Permatang Damar Laut is a coastal village within the city of George Town in the Malaysian state of Penang. It is located at the southern tip of Penang Island, about 17 km south of the city centre, making it the southernmost human settlement on the island. The village is hemmed in between the Penang International Airport to the north and the Malacca Strait to the south.

== Etymology ==
The Malay word 'Permatang' refers to the village's geographic landform, as it is situated on a ridge surrounded by mangrove swamps. 'Damar' in Malay means resin whilst Laut' is the Malay word for the sea; the village was purportedly where resin-producing trees once grew along the shore, hence the phrase 'Damar Laut'.

== History ==
According to historians in Universiti Sains Malaysia, the village of Permatang Damar Laut was founded in the late 18th century by three pioneers of Indonesian origin - Pah Kechil, Jamaluddin and Nakhoda Che Salleh. The village was one of the handful of autonomous Malay settlements that were established at the south of Penang Island at the time.

== Transportation ==
The main road within Permatang Damar Laut is Jalan Permatang Damar Laut, which forms part of the Federal Route 6. The thoroughfare cuts through the village, linking it with Batu Maung to the east and the old town of Bayan Lepas to the west. Permatang Damar Laut is also the southern terminus of Rapid Penang's bus route 302, which connects the village with several destinations along the eastern half of Penang Island, such as Batu Maung, Bayan Lepas, Bayan Baru and the city centre.

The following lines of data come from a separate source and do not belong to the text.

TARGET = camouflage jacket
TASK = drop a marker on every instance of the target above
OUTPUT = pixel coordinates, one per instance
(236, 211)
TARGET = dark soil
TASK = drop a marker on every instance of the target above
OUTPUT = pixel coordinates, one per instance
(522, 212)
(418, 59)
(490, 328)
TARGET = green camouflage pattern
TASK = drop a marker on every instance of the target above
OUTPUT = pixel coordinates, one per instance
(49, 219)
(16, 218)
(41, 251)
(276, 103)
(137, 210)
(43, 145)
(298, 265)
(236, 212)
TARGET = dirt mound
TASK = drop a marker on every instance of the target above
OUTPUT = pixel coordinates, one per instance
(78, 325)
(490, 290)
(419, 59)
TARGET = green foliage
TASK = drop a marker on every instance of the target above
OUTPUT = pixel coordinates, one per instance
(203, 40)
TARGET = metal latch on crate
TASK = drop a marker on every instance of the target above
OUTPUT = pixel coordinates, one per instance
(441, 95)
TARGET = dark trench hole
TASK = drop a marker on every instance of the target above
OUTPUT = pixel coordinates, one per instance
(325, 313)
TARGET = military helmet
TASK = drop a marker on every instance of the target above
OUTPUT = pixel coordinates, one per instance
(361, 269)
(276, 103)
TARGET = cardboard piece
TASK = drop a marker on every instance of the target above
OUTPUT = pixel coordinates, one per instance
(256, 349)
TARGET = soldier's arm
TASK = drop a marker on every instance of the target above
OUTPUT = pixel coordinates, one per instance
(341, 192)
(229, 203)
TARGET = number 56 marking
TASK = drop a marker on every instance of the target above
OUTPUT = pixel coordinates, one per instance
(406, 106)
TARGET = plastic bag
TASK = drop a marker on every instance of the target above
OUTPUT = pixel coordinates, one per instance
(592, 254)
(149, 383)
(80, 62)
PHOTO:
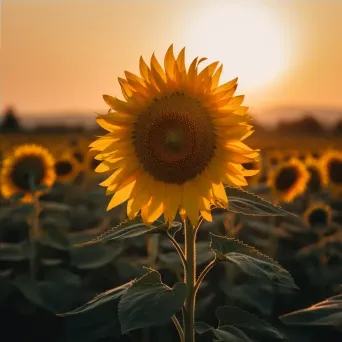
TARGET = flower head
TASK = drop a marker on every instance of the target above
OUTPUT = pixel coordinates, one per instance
(28, 166)
(174, 141)
(288, 180)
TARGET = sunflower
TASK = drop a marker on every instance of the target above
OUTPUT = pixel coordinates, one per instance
(288, 180)
(28, 163)
(273, 158)
(318, 215)
(67, 168)
(174, 141)
(315, 182)
(254, 168)
(331, 164)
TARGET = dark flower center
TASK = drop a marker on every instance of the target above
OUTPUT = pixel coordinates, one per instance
(78, 156)
(315, 181)
(286, 178)
(335, 170)
(63, 168)
(174, 139)
(27, 172)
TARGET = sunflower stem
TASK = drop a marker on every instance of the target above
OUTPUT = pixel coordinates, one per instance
(190, 281)
(179, 250)
(34, 236)
(178, 327)
(203, 274)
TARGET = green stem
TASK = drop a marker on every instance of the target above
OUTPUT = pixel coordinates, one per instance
(179, 250)
(34, 236)
(190, 281)
(178, 327)
(203, 274)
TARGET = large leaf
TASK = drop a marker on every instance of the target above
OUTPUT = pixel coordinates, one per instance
(100, 299)
(246, 203)
(14, 251)
(93, 256)
(236, 325)
(149, 302)
(328, 312)
(250, 260)
(60, 290)
(125, 230)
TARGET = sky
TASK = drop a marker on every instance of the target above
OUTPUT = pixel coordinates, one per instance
(60, 56)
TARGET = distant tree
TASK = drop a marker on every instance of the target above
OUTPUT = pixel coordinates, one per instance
(10, 121)
(308, 124)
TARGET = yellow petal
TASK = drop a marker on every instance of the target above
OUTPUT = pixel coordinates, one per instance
(181, 61)
(106, 166)
(216, 77)
(138, 196)
(169, 62)
(173, 197)
(220, 193)
(144, 70)
(226, 86)
(118, 105)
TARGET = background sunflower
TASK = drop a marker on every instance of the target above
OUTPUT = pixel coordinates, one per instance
(27, 166)
(331, 165)
(288, 180)
(67, 167)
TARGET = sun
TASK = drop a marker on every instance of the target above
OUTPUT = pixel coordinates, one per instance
(249, 40)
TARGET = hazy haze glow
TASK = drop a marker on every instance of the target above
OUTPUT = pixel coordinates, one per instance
(61, 56)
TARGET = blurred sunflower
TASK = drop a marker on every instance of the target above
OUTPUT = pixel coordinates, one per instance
(273, 158)
(318, 215)
(331, 163)
(255, 172)
(67, 168)
(29, 165)
(288, 180)
(315, 182)
(174, 141)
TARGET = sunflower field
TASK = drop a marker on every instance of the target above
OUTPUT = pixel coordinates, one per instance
(260, 256)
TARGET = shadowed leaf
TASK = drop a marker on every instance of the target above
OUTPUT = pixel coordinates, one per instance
(236, 325)
(126, 230)
(93, 256)
(149, 302)
(328, 312)
(246, 203)
(14, 251)
(250, 260)
(102, 298)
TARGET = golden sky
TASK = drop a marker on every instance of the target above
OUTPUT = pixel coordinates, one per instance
(62, 55)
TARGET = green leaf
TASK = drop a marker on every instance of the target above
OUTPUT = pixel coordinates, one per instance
(55, 239)
(93, 256)
(100, 299)
(14, 251)
(243, 202)
(149, 302)
(250, 260)
(175, 228)
(125, 230)
(236, 325)
(328, 312)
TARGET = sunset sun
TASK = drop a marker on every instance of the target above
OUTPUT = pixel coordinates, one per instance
(249, 40)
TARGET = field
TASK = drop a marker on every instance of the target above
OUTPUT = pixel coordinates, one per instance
(42, 274)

To alleviate worsening traffic congestion in the area, the Malaysian Public Works Department has widened a stretch of the road leading to the village in 2017. The project also included the construction of a flyover and an elevated U-turn.

== Education ==
Permatang Damar Laut is served by a single primary school - SRK Permatang Damar Laut.

== Health care ==
The village contains a haemodialysis centre operated by the Penang Fo Yi Haemodialysis Society. Opened in 2017, the Fo Yi Medicare Centre is equipped with 30 dialysis machines, which allow it to treat 180 kidney patients per month.

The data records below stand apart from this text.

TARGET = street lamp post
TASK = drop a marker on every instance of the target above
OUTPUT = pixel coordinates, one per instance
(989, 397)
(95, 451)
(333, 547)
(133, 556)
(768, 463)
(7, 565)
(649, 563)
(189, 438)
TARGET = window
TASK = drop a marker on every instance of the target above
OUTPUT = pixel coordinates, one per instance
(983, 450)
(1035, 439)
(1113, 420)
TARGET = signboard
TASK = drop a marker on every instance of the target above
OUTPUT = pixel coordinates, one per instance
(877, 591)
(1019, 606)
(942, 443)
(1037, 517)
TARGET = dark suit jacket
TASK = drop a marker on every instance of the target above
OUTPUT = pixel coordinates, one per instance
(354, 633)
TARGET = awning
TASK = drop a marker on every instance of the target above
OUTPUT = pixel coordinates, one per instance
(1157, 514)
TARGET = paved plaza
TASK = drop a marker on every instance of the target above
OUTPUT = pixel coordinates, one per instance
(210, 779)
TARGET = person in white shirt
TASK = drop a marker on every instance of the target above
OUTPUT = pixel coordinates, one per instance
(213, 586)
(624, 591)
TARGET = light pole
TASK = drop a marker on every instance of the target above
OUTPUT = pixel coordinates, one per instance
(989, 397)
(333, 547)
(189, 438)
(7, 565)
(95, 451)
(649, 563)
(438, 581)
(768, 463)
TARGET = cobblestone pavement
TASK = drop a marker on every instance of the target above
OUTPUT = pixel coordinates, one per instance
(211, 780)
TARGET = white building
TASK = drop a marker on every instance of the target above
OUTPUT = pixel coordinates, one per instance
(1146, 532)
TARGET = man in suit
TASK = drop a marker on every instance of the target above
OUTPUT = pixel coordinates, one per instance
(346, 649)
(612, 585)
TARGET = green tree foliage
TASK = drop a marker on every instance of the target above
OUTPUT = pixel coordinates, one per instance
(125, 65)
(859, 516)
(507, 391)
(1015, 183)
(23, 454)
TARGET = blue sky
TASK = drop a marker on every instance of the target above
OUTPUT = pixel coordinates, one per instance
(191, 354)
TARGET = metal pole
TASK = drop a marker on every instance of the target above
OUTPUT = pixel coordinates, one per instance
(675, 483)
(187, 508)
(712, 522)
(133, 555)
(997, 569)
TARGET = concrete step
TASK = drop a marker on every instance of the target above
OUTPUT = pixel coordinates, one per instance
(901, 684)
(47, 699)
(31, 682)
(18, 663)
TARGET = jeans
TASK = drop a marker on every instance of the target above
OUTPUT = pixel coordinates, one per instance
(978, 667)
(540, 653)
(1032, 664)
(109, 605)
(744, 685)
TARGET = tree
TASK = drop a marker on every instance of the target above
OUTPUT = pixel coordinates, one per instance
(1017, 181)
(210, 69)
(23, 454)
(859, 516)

==Alleged effect of Silicon Island reclamation==

In November 2024, Silicon Island reclamation works were suggested by the state housing and environment committee chairman to have caused pollution and algal bloom at nearby Pantai Esen beach.

The Penang infrastructure, transport and digital committee chairman, however, claimed lack of evidence to prove that it was because of reclamation and instead blamed it on agricultural activity and sewage treatment.